Abstract Congestive heart failure is characterized by avid sodium retention and a blunted renal response to exogenous and endogenous atrial natriuretic peptide. Inhibition of neutral endopeptidase EC 3.4.24.11 , the main enzyme that degrades natriuretic peptides, produces a natriuretic response in different models of congestive heart failure. This raises the possibility that an increase in either the expression or activity of neutral endopeptidase is responsible for these phenomena. In the present study, we examined (1) the renal effects of SQ-28,603, a neutral endopeptidase inhibitor, in rats with moderate and severe congestive heart failure induced by an aortocaval fistula compared with sham controls, and (2) neutral endopeptidase expression and activity in the lungs and kidneys of these rats. Infusion of SQ-28,603 (40 mg/kg IV) induced a significant natriuretic response in normal rats and rats with moderate congestive heart failure. This response was blunted in rats with severe congestive heart failure. Surprisingly, renal neutral endopeptidase mRNA levels, assessed by quantitative reverse transcriptase–polymerase chain reaction; protein levels, assessed by Western blotting; and activity, assessed by gelatin gels, were comparable in all groups. Pulmonary neutral endopeptidase mRNA levels decreased by 45% in rats with severe congestive heart failure but not in rats with mild congestive heart failure.
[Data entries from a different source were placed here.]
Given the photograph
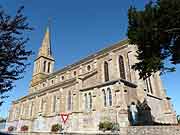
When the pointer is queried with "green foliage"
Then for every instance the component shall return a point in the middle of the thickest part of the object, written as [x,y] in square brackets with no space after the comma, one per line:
[56,128]
[108,126]
[11,128]
[13,52]
[156,32]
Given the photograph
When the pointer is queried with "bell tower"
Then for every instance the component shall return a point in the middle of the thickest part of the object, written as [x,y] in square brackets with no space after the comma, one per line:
[44,63]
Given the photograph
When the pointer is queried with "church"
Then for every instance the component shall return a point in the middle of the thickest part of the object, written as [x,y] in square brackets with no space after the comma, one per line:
[100,87]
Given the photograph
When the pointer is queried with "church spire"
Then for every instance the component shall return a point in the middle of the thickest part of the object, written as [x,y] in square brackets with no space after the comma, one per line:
[44,63]
[45,49]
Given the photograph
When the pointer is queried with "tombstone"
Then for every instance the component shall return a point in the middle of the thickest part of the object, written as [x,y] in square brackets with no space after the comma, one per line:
[134,112]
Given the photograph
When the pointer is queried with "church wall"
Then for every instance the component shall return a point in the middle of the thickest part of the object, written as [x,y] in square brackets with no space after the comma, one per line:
[69,86]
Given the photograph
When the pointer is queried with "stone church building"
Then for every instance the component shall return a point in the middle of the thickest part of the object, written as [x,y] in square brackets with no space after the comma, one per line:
[100,87]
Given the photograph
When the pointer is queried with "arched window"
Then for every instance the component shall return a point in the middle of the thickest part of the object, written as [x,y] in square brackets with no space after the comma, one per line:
[32,108]
[90,101]
[49,67]
[104,95]
[106,71]
[86,101]
[121,68]
[44,66]
[109,96]
[69,100]
[54,103]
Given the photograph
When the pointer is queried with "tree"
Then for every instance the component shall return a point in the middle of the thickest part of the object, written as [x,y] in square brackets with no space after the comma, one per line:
[156,32]
[13,52]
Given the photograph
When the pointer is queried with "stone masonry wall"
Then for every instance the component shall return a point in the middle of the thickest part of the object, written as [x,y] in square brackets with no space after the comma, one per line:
[135,130]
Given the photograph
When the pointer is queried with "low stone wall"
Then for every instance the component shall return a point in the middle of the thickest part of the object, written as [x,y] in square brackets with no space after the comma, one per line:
[134,130]
[154,130]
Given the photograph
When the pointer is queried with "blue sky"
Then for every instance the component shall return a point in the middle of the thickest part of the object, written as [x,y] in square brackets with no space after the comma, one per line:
[78,28]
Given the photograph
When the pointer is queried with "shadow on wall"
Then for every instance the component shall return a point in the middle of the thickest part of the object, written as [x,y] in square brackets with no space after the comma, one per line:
[140,114]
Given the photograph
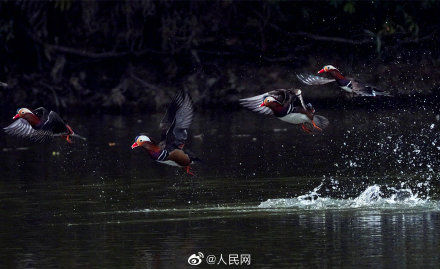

In addition, pulmonary neutral endopeptidase immunoreactivity levels and activity were significantly decreased in congestive heart failure in correlation with the severity of the disorder. We conclude that an increase in neutral endopeptidase expression or activity does not occur in rats with congestive heart failure, and therefore, an upregulation of neutral endopeptidase is unlikely to account for the blunted natriuretic response to the atrial natriuretic peptide and the positive sodium balance in congestive heart failure.